As one of the poorest of American
sailors, I was proud of the little achievement alone on the sloop,
even by chance though it may have been.
I was _en rapport_ now with my surroundings, and was carried on a vast
stream where I felt the buoyancy of His hand who made all the worlds.
I realized the mathematical truth of their motions, so well known that
astronomers compile tables of their positions through the years and
the days, and the minutes of a day, with such precision that one
coming along over the sea even five years later may, by their aid,
find the standard time of any given meridian on the earth.
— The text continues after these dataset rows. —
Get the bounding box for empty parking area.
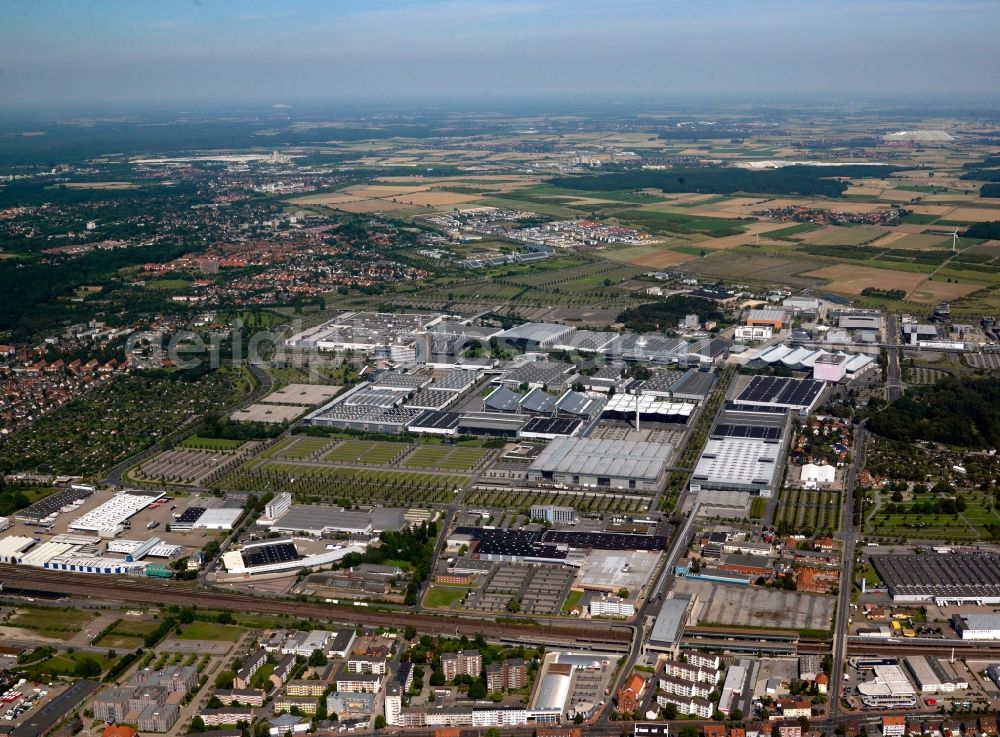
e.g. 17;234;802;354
675;578;834;630
466;563;574;614
323;440;412;466
130;446;249;486
400;445;489;471
261;436;333;461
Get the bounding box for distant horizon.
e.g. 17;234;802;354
0;0;1000;110
0;90;1000;122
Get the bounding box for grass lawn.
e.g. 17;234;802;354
424;586;467;609
7;607;94;640
563;589;583;614
177;435;244;450
22;650;111;681
177;622;245;642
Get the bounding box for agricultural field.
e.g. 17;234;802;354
605;246;694;269
803;264;926;294
679;250;823;287
774;488;840;534
767;223;823;240
803;225;889;246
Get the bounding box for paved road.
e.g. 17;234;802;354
885;315;903;402
830;425;867;719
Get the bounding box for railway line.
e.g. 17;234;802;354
847;640;1000;660
0;565;634;650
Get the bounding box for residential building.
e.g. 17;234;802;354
384;682;403;727
135;703;180;732
882;716;906;737
663;660;719;686
274;693;316;714
590;594;635;618
615;673;646;714
285;680;326;698
199;706;253;729
441;650;483;681
347;655;388;676
336;672;382;693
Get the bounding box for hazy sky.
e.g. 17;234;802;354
0;0;1000;106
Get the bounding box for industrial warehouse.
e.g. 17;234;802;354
528;438;673;493
691;403;789;497
871;552;1000;606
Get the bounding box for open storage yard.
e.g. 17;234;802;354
675;579;834;631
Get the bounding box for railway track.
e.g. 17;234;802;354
0;565;633;649
847;640;1000;660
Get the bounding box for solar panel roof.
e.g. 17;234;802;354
712;424;781;440
410;409;462;430
177;507;205;525
485;386;521;412
521;417;582;435
243;542;300;568
736;376;823;408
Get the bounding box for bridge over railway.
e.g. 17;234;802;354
0;565;635;652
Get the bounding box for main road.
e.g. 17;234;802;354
830;424;867;719
0;565;634;652
885;315;903;402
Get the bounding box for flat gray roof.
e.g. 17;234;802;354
649;594;691;646
531;438;671;480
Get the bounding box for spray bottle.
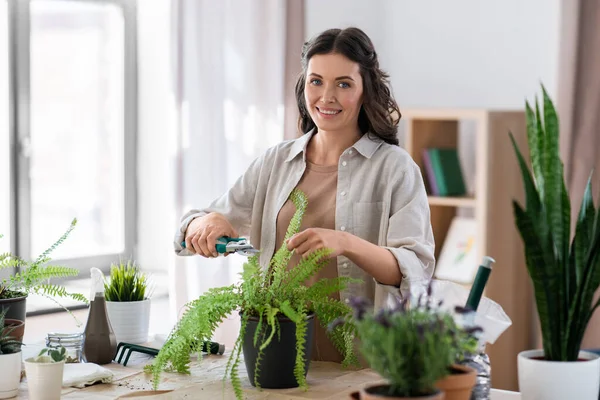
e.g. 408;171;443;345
83;268;117;365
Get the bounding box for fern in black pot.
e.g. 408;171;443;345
146;190;358;399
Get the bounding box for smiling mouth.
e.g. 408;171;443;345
316;107;342;115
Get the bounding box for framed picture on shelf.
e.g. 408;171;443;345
434;216;479;284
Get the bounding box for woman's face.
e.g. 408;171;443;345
304;53;363;131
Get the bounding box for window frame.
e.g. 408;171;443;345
5;0;138;279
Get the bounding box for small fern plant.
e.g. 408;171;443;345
0;219;88;311
146;189;359;399
0;309;22;355
104;260;150;301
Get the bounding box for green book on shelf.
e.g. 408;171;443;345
427;148;467;196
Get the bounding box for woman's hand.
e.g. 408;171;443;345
287;228;346;258
185;213;238;257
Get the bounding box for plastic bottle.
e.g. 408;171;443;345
83;268;117;365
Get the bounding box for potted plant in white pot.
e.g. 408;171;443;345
0;310;21;399
0;219;88;322
25;346;67;400
146;190;358;399
104;261;150;344
510;87;600;400
338;289;480;400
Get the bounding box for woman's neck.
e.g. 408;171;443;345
306;127;361;165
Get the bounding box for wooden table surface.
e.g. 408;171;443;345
17;346;520;400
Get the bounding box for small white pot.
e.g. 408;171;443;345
0;351;22;399
106;299;150;344
518;350;600;400
25;356;65;400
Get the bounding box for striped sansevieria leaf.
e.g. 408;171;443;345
510;86;600;361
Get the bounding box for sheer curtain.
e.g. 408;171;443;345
171;0;303;341
558;0;600;348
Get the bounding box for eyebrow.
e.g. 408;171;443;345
310;72;354;82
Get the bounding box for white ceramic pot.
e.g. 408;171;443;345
106;299;150;344
0;351;22;399
25;356;65;400
518;350;600;400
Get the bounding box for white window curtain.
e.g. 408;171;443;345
170;0;303;342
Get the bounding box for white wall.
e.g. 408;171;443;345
137;0;179;271
306;0;560;109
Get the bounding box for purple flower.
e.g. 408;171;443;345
375;310;392;328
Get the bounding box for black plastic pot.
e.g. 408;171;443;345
242;314;315;389
0;296;27;321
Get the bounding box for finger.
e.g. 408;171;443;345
191;231;205;256
206;231;222;257
185;234;196;253
198;229;213;257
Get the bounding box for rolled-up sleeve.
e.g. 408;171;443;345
173;154;265;256
378;163;435;296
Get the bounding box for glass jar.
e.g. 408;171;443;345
46;332;84;363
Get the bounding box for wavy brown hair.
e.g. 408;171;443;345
296;28;401;145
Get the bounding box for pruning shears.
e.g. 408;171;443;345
181;236;260;257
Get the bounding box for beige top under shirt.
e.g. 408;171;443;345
275;161;343;362
173;130;435;306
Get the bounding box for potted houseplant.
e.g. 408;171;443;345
340;289;479;400
510;86;600;400
0;310;21;399
25;346;67;400
104;261;150;343
146;189;358;399
0;219;87;321
435;308;480;400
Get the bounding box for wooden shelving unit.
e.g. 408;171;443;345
402;109;533;390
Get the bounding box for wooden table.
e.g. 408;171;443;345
17;346;521;400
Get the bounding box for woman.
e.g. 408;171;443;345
175;28;434;361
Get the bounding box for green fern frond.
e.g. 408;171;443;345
267;189;308;288
33;283;88;304
146;189;360;399
285;248;331;287
33;218;77;265
294;306;308;390
305;276;362;301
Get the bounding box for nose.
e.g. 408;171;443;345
321;85;335;104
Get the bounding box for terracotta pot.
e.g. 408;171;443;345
3;319;25;342
350;385;445;400
435;364;477;400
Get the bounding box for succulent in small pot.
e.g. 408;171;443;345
338;289;479;400
104;260;150;344
25;346;67;400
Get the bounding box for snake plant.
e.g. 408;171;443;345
510;86;600;361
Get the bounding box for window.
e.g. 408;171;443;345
0;0;11;256
0;0;137;277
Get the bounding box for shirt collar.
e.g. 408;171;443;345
285;128;383;162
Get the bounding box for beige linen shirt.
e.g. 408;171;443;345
174;130;435;305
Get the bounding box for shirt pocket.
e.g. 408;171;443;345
352;201;385;244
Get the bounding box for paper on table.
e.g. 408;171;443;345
432;279;512;344
63;363;114;388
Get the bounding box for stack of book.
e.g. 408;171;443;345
423;148;466;197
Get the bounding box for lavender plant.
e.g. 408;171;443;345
330;287;481;397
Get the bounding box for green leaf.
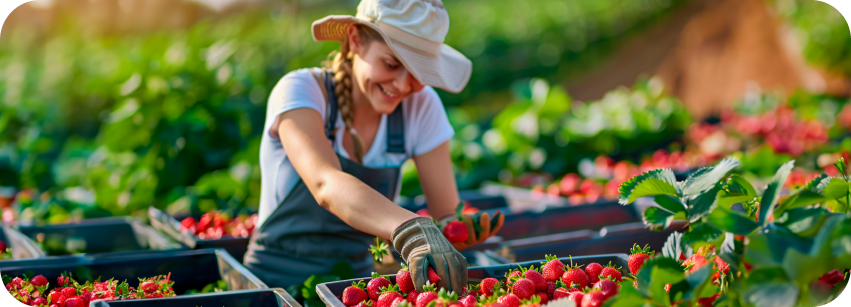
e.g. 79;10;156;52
707;206;759;235
683;157;740;195
653;195;686;213
688;185;721;223
759;160;795;225
618;169;679;205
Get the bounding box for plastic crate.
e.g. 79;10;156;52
500;222;677;261
0;249;268;295
316;254;629;307
148;207;251;262
19;217;185;256
0;223;45;261
89;288;301;307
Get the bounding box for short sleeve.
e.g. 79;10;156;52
406;86;455;156
264;68;325;137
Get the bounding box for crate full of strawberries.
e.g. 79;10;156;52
316;254;628;307
148;207;257;261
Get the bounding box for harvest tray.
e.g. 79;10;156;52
89;288;301;307
18;217;185;256
0;249;268;295
0;223;45;261
148;207;251;262
316;253;629;307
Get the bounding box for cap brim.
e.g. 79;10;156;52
311;15;473;93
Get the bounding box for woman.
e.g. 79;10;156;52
245;0;504;293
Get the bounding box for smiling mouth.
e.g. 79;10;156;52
377;84;396;98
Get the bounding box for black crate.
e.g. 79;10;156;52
148;207;250;262
0;249;268;295
19;217;185;256
89;288;301;307
316;254;629;307
0;223;45;259
500;223;677;261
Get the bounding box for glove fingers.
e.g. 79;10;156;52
408;255;428;292
446;253;467;295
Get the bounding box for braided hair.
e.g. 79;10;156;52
330;25;384;163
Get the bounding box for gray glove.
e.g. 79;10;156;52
390;217;467;295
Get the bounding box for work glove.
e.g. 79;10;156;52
390;217;467;293
439;203;505;251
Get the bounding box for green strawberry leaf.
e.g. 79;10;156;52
707;206;759;235
683;157;740;195
759;160;795;225
618;169;680;205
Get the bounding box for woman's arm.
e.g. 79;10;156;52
414;141;461;220
277;108;422;239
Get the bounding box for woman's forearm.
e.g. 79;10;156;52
314;171;417;239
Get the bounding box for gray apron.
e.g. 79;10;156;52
243;72;405;288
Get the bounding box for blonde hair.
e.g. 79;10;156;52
326;25;384;163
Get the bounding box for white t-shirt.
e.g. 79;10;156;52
258;68;455;229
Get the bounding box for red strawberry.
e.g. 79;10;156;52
585;262;603;284
819;270;845;287
396;264;416;293
523;269;547;291
426;267;440;284
406;291;419;306
461;295;478;307
30;275;48;287
366;272;390;300
511;278;535;300
416;291;437;307
593;279;618;298
376;288;405;307
496;293;520;307
628;244;655;275
541;255;564;282
582;291;606;307
343;280;369;306
479;278;501;297
599;266;623;282
535;292;550;305
443;221;469;243
567;291;585;307
65;297;86;307
561;268;588;290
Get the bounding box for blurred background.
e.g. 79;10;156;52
0;0;851;223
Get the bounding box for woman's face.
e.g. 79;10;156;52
349;26;423;114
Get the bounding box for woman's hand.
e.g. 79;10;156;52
390;217;467;293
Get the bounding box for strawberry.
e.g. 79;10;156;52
567;291;585;307
443;221;469;243
406;290;419;306
541;255;564;282
65;297;86;307
461;295;478;307
366;272;390;300
582;291;606;307
523;266;547;291
585;262;603;284
599;265;623;282
511;278;535;300
376;287;405;307
628;244;655;275
343;280;369;306
592;279;618;298
819;270;845;288
426;267;440;284
496;293;520;307
561;260;588;290
396;264;416;293
479;278;502;297
416;286;437;307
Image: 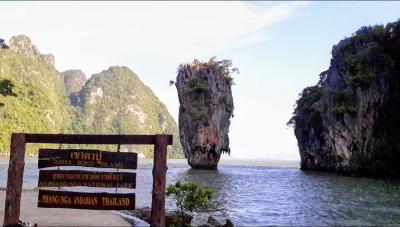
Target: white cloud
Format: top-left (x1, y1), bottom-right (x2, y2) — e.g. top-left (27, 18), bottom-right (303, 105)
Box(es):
top-left (0, 2), bottom-right (303, 73)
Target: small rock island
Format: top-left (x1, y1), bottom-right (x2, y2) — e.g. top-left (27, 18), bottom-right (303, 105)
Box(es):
top-left (289, 20), bottom-right (400, 176)
top-left (175, 58), bottom-right (237, 169)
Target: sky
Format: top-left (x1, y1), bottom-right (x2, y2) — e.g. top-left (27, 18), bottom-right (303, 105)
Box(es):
top-left (0, 1), bottom-right (400, 160)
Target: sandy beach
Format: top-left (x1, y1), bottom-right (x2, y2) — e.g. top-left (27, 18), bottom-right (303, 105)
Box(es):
top-left (0, 190), bottom-right (132, 226)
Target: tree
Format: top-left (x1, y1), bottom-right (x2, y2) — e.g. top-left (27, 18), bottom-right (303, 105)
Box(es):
top-left (0, 79), bottom-right (17, 106)
top-left (167, 181), bottom-right (214, 226)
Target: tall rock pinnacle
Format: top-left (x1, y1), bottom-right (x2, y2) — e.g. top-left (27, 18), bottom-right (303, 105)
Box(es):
top-left (175, 58), bottom-right (237, 169)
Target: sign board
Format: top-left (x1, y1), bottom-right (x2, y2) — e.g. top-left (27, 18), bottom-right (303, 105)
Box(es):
top-left (38, 190), bottom-right (135, 210)
top-left (3, 133), bottom-right (173, 227)
top-left (38, 170), bottom-right (136, 189)
top-left (38, 149), bottom-right (137, 169)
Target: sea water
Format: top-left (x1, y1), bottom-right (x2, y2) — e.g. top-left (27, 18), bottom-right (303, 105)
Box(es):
top-left (0, 159), bottom-right (400, 226)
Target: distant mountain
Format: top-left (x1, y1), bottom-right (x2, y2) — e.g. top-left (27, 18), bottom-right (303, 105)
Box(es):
top-left (289, 20), bottom-right (400, 177)
top-left (0, 35), bottom-right (183, 158)
top-left (0, 35), bottom-right (71, 153)
top-left (70, 66), bottom-right (183, 158)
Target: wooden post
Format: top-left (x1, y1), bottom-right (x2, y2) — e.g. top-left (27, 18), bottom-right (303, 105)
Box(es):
top-left (150, 135), bottom-right (168, 227)
top-left (3, 133), bottom-right (25, 226)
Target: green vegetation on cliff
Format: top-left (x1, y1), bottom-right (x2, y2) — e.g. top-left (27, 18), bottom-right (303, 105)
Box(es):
top-left (289, 20), bottom-right (400, 176)
top-left (0, 47), bottom-right (71, 153)
top-left (73, 66), bottom-right (182, 158)
top-left (0, 36), bottom-right (183, 158)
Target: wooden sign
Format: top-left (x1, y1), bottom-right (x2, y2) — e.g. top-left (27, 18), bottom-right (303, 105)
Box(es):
top-left (38, 170), bottom-right (136, 189)
top-left (3, 133), bottom-right (173, 227)
top-left (38, 149), bottom-right (137, 169)
top-left (38, 190), bottom-right (135, 209)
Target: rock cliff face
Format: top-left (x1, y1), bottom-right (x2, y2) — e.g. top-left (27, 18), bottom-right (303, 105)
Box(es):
top-left (0, 35), bottom-right (183, 158)
top-left (61, 70), bottom-right (86, 94)
top-left (10, 35), bottom-right (54, 66)
top-left (70, 66), bottom-right (182, 158)
top-left (175, 59), bottom-right (234, 169)
top-left (289, 21), bottom-right (400, 176)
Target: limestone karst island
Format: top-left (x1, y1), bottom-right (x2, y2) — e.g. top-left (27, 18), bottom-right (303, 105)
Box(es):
top-left (0, 1), bottom-right (400, 227)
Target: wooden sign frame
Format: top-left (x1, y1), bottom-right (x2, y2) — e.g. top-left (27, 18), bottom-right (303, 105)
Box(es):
top-left (3, 133), bottom-right (172, 227)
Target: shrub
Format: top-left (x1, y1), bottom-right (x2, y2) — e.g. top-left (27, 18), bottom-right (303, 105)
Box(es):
top-left (0, 79), bottom-right (17, 106)
top-left (188, 78), bottom-right (209, 92)
top-left (167, 181), bottom-right (214, 226)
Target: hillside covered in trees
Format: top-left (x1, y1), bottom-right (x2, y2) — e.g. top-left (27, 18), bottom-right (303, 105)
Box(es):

To find local time is a simpler matter. The difference between local
and standard time is longitude expressed in time--four minutes, we all
know, representing one degree. This, briefly, is the principle on
which longitude is found independent of chronometers. The work of the
lunarian, though seldom practised in these days of chronometers, is
beautifully edifying, and there is nothing in the realm of navigation
that lifts one's heart up more in adoration.
CHAPTER XII
Seventy-two days without a port--Whales and birds--A peep into the
_Spray's_ galley--Flying-fish for breakfast--A welcome at Apia--A
visit from Mrs. Robert Louis Stevenson--At Vailima--Samoan
hospitality--Arrested for fast riding--An amusing
merry-go-round--Teachers and pupils of Papauta College--At the mercy
of sea-nymphs.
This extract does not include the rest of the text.